EDX area measurements on different specimens (low and high loaded), on inner and outer specimen cross-section regions and in early and latewood, reveal the effect of these factors on the silicon (Si)—and therefore the impregnation agent—concentration (Fig. 7). No big difference between early and latewood was observed concerning the weight per cent (wg%) of Si in the cell walls, nevertheless the amounts in the latewood were mostly roughly 2% higher. Except for the 17% loaded centre specimen, neither the amount of loaded siloxane nor the location in the cross-sectional centre or edge (as discussed earlier by Deerberg et al. 2006) influences the detected Si wg%. A rough range of 5–8 wg% Si cell wall loading seems to be the maximum for the performed conditions. Modification agent amounts exceeding this limit need to be located in the cell lumen (Fig. 6, excessive siloxane in lumen). Certain scattering in the data (Fig. 7) is evident of single measurements; nevertheless, it indicates certain inhomogeneity in the impregnation process, which is already pronounced by the wide WPG range of 17–63% in general.

Fig. 7
figure 7

EDX measurement for silicon (Si) weight per cent (wg%) determination on specimen cross sections, performed in early and latewood cell walls. Additional regions in the centre and on the edge of the specimens were investigated. SEM picture: exemplary measurement region (here latewood)

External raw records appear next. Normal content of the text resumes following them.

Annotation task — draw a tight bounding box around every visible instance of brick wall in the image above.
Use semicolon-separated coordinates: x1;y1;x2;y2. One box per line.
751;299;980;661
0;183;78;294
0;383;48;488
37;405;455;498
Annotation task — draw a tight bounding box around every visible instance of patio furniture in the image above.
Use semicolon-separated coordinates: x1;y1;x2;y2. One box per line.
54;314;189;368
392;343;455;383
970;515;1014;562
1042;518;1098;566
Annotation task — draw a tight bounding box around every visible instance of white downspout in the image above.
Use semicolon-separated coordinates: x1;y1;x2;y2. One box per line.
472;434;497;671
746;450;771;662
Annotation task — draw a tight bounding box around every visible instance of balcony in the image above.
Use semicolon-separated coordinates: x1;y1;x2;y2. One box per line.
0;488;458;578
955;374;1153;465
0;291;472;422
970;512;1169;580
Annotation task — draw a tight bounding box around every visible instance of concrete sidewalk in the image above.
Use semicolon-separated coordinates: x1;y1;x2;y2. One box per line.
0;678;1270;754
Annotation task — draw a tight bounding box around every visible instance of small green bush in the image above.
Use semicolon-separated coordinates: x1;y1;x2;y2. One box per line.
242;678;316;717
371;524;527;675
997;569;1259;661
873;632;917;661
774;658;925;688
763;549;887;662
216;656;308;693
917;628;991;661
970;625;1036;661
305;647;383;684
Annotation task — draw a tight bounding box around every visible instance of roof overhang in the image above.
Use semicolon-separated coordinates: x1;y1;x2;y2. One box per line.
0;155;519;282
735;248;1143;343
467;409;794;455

Furthermore, larger area measurements on entire annual rings were taken (Fig. 8). Basically, the data confirm the measurements on the cell wall scale. Since the larger area also covers the cell lumen—and therefore excessive siloxane in the cavities—the overall Si wg% is much higher with roughly 15% (Si wg% may not be mistaken for WPG). Beside the reference specimen, only in the centre sample of the minor loaded specimen (17% WPG), very few or no Si was detected (Fig. 8; compare Fig. 7). A certain Si gradient, dependent on WPG, can be divined, when consulting mean values from centre and edge positions per loading (17%, 45%, 63%). As previously observed, also here the scattering may be evidence of certain inhomogeneity of the siloxane distribution.

Fig. 8
figure 8

EDX measurement for silicon (Si) weight per cent (wg%) determination on specimen cross sections. Area measurements were undertaken on entire annual rings. SEM picture: exemplary measurement region

Conclusion

The results presented here clearly show that the use of supercritical carbon dioxide as solvent for modification reagents overcomes the well-known recalcitrance of spruce wood towards impregnation with liquid reagents. Very high siloxane loadings of up to 63% were achieved using this approach. Nevertheless, for dimensional stabilisation, loadings of more than 17% seem to be not mandatory, since higher amounts do not enter the cell wall. ASE was similar for all different quantities of loading. Reason for that might be that scCO2 does not swell the cell wall, and therefore, the diffusion of siloxane is limited. Furthermore, it was shown that an epoxy-functional siloxane provides highly effective hydrophobisation of spruce wood in terms of reduced wettability with water. A possible cross-linking or reaction of siloxane with wood cell wall polymers was not investigated in the present study. The highly effective impregnation method needs further development in terms of controlled and homogeneous reagent uptake.